There are two basic shapes of the faceplate used commercially for rectangular screens with a diagonal screen of greater than about 23 cm, namely spherical and cylindrical. Although a flat shape is also possible, an increase in the thickness and weight of the faceplate required to maintain the same rigidity of the envelope is not desirable.

Moreover, if the flat faceplate screen is a color screen with a shadow mask, the increase in weight and complexity of a suitable shadow mask is also undesirable.

Recently, it has been proposed that spherically shaped faceplates of the screen be improved by increasing the radius of curvature of the panels by a factor of 1.5 to 2. Such an increase in radius of curvature reduces the curvature of the faceplate and thereby allows more satisfactory viewing of the screen off its axis. Although screens having an increased radius of curvature do indeed improve display viewing, there is still a need for even flatter face plates or alternatively screens whose face plates appear to be flatter.

The concept of the shape of the face plate is known which creates the illusion of flatness. The shape has the curvature of the bar; along the main and minor axes of the faceplate, but is non-spherical. In a preferred embodiment of this concept, the peripheral border of the screen is flat. In such screens, it is important to shape the diagonals of the faceplate so that the differing curvature at the points away from the major and minor axes is correctly aligned. This binding can be achieved by allowing at least one change in the sign of the second derivative of the diagonal shape in the direction from the center to the corner.

The invention provides an improved screen comprising a rectangular faceplate having an outer surface with a curvature along both the major and minor axes. The faceplate also includes a cathodoluminescent screen on its inner surface.
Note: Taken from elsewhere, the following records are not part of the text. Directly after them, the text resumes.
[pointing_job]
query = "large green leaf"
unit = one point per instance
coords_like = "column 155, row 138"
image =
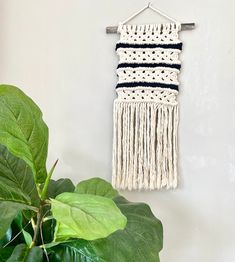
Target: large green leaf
column 76, row 251
column 96, row 186
column 16, row 180
column 140, row 241
column 85, row 216
column 17, row 188
column 22, row 253
column 22, row 129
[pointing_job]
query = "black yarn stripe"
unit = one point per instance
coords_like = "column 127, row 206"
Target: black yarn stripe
column 134, row 65
column 168, row 46
column 147, row 84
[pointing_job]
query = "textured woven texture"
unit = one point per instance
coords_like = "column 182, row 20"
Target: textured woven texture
column 146, row 109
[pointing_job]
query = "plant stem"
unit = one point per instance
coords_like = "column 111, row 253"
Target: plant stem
column 37, row 226
column 45, row 188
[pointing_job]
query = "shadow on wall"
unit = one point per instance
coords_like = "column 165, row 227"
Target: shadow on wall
column 80, row 166
column 186, row 228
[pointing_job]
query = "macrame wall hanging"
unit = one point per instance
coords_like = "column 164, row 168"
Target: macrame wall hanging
column 145, row 113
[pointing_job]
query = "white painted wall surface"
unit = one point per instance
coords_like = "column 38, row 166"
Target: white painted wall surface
column 58, row 53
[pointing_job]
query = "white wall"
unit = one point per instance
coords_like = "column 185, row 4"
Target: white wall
column 58, row 53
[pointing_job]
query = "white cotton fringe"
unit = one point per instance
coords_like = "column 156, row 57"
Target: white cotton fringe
column 144, row 145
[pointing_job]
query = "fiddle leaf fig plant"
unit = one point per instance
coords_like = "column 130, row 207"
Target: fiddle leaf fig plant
column 46, row 220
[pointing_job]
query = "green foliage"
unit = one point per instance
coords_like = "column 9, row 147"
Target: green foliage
column 96, row 186
column 22, row 129
column 47, row 220
column 22, row 253
column 85, row 216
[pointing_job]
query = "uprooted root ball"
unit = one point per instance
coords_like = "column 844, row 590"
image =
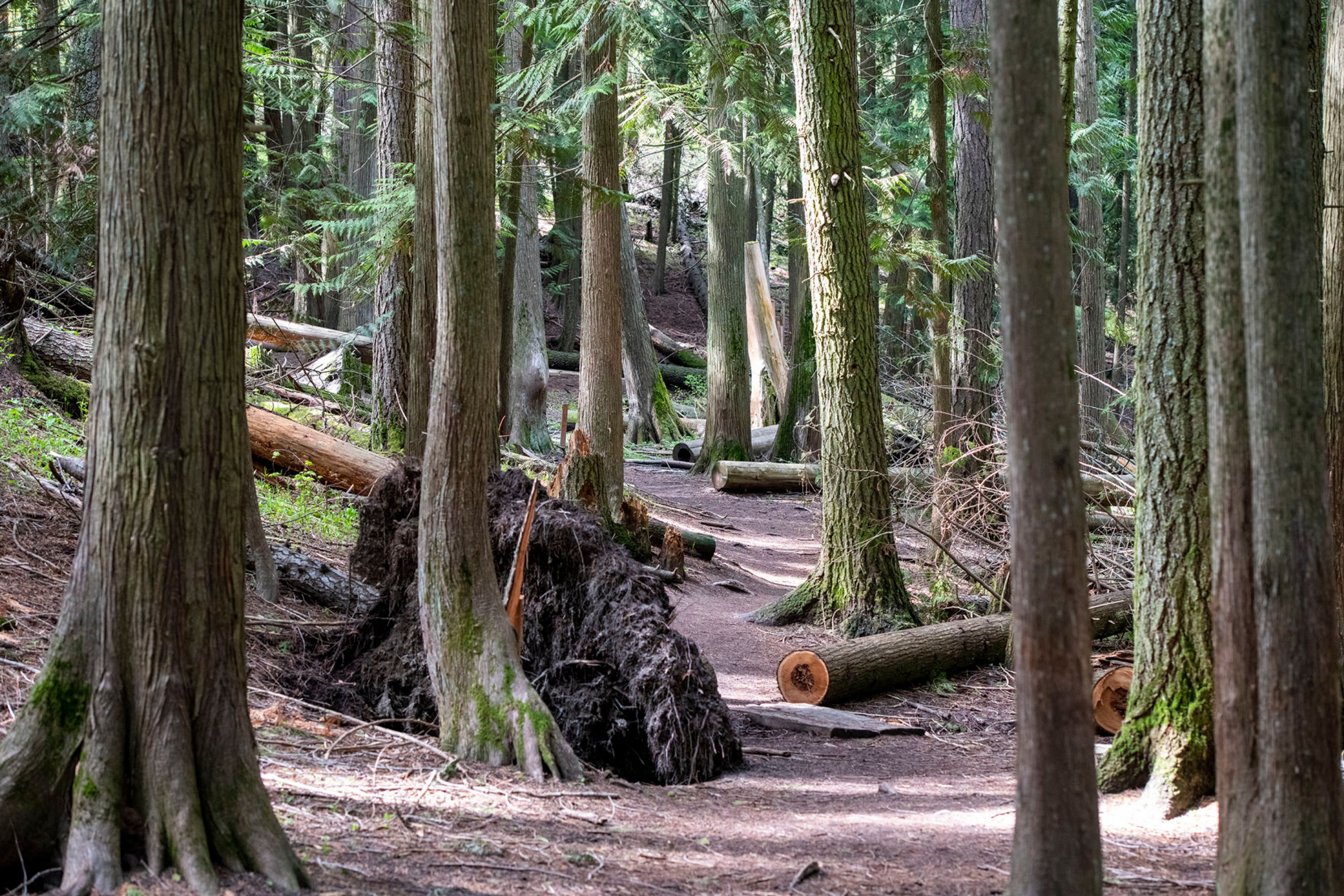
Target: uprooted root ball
column 630, row 692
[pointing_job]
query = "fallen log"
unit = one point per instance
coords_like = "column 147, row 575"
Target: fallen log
column 675, row 351
column 693, row 543
column 674, row 375
column 742, row 476
column 694, row 276
column 763, row 438
column 750, row 476
column 299, row 448
column 862, row 667
column 62, row 350
column 276, row 332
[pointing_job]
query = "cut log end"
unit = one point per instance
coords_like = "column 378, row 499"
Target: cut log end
column 1111, row 696
column 803, row 678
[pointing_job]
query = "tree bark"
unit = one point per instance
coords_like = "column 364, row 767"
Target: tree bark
column 974, row 300
column 600, row 362
column 1092, row 276
column 1057, row 839
column 393, row 292
column 424, row 319
column 142, row 703
column 1332, row 284
column 487, row 708
column 668, row 205
column 1279, row 166
column 1232, row 597
column 728, row 425
column 858, row 582
column 569, row 222
column 1167, row 739
column 936, row 178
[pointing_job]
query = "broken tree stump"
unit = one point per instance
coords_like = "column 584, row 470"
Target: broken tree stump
column 299, row 448
column 822, row 720
column 909, row 657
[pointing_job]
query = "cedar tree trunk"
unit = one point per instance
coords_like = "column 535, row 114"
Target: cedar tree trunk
column 487, row 708
column 139, row 720
column 858, row 582
column 1168, row 734
column 1057, row 839
column 1279, row 166
column 728, row 426
column 393, row 289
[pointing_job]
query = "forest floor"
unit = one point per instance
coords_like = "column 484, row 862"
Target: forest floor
column 370, row 812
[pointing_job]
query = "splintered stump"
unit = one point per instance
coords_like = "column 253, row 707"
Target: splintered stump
column 1111, row 698
column 863, row 667
column 628, row 691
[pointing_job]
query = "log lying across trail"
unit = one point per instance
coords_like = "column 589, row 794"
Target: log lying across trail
column 62, row 350
column 748, row 476
column 299, row 448
column 674, row 375
column 284, row 335
column 763, row 438
column 862, row 667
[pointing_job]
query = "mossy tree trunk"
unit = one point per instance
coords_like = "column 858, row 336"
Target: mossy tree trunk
column 393, row 292
column 422, row 334
column 1057, row 837
column 936, row 176
column 488, row 711
column 728, row 425
column 1092, row 275
column 568, row 235
column 1168, row 734
column 667, row 207
column 858, row 582
column 142, row 707
column 1232, row 595
column 644, row 387
column 974, row 299
column 600, row 358
column 1300, row 803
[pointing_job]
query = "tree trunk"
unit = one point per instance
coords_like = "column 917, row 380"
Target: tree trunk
column 1279, row 162
column 1092, row 276
column 140, row 711
column 858, row 582
column 667, row 207
column 1332, row 283
column 936, row 176
column 974, row 300
column 422, row 330
column 600, row 362
column 1057, row 839
column 487, row 708
column 527, row 408
column 1232, row 597
column 569, row 222
column 393, row 291
column 728, row 425
column 1167, row 739
column 638, row 359
column 861, row 668
column 796, row 233
column 1120, row 363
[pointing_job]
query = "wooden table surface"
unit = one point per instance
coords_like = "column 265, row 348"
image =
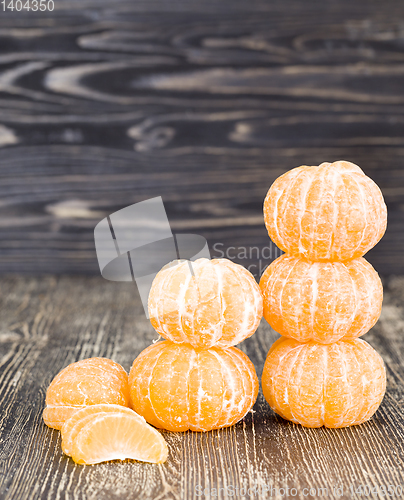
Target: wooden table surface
column 49, row 322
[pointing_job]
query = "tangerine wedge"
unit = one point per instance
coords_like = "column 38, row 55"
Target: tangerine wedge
column 335, row 385
column 180, row 387
column 205, row 303
column 117, row 436
column 321, row 301
column 87, row 382
column 80, row 418
column 332, row 212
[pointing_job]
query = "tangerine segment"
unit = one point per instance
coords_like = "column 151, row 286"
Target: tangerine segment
column 87, row 382
column 332, row 212
column 76, row 422
column 117, row 436
column 335, row 385
column 179, row 387
column 205, row 303
column 321, row 301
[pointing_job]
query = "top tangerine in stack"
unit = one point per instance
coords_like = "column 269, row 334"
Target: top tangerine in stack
column 325, row 218
column 332, row 212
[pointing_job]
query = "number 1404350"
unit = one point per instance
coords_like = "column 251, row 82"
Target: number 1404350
column 27, row 5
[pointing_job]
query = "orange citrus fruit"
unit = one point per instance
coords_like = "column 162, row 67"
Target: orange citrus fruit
column 87, row 382
column 99, row 433
column 76, row 422
column 335, row 385
column 205, row 303
column 179, row 387
column 332, row 212
column 321, row 301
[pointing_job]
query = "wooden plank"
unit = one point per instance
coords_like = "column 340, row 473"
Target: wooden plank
column 48, row 322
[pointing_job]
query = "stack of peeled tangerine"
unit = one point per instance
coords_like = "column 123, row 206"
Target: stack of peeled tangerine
column 320, row 296
column 195, row 380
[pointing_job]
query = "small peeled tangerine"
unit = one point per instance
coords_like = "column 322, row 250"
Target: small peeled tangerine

At least in the central portion of the faceplate, the curvature along side end ends on the front axes is at least 10% greater than the curvature along the major axis.

In the longitudinal direction at the ends of the main axis, the height of the plate is greater than the height. - · the face plate on the minor axis and less than the height of the face plate at the ends of its diagonal, where the following applies:

> SH1 / SH3> a ² / c ² a> SH2 / SH3> b ² / c ² , where b is the half of the major axis of the faceplate, and is half of the minor axis of the faceplate -, c is half the diagonal of the faceplate and the outer face of the faceplate is circularly curved in the central portion with increasing curvature to both ends of the major axis, and is also circularly curved at both ends of the major axis, with the outer face of the faceplate lying bothKDoay and k the axes in the first orthogonal perpendicular screen, the one arranged in a second distance from and parallel to it and the points at the diagonal in a third plane distant from the first plane; and the center of the faceplate forms a tangent point parallel to the three planes of the axis. one k5 of the centralmost axis of the plane and arranged and parallel to the fourth plane on the adjacent first axis

- and -

The present invention provides a faceplate shape that appears flatter than previously designed screens with a longer radius and which does not require the use of much thicker glass to maintain screen strength. '

BRIEF DESCRIPTION OF THE DRAWINGS The invention will now be described in more detail with reference to the accompanying drawings, in which: Figure 1 is a partially axial sectional view of a color screen with a screen mask incorporating one exemplary embodiment of the invention; 1-2, FIG.

Figures 3, 4 and 5 are cross-sectional views of the faceplate of Figure 2 taken along planes 3-3,

4-4, or 5-5 of Fig. 2, Fig. 6 is a composite diagram of the faceplate shapes according to the major axis, minor axis, and screen diagonal of Fig. 1; Fig. 7 is a composite diagram of the faceplate shapes taken along planes 3- 3, AA, BB, CC of Fig. 2;

Fig. 9 is a diagram of a face plate quadrant according to the invention showing radii and curvature functions; Fig. 9 is a diagram of a face plate contours according to the invention along a major axis, minor axis and diagonal compared to a spherical plate of standard radius; along the major axis, the minor axis and the diagonal as compared to a spherical plate having a radius of 1.5 times the standard size, FIG. 11 is a diagram of the front plate contour according to the invention along the major axis, the minor axis of the diagonal compared to a spherical plate twice the radius Fig. 12 is a diagram of the faceplate contours of the invention along the major axis, minor axis and diagonal as compared to a non-spherical faceplate with a planar edge.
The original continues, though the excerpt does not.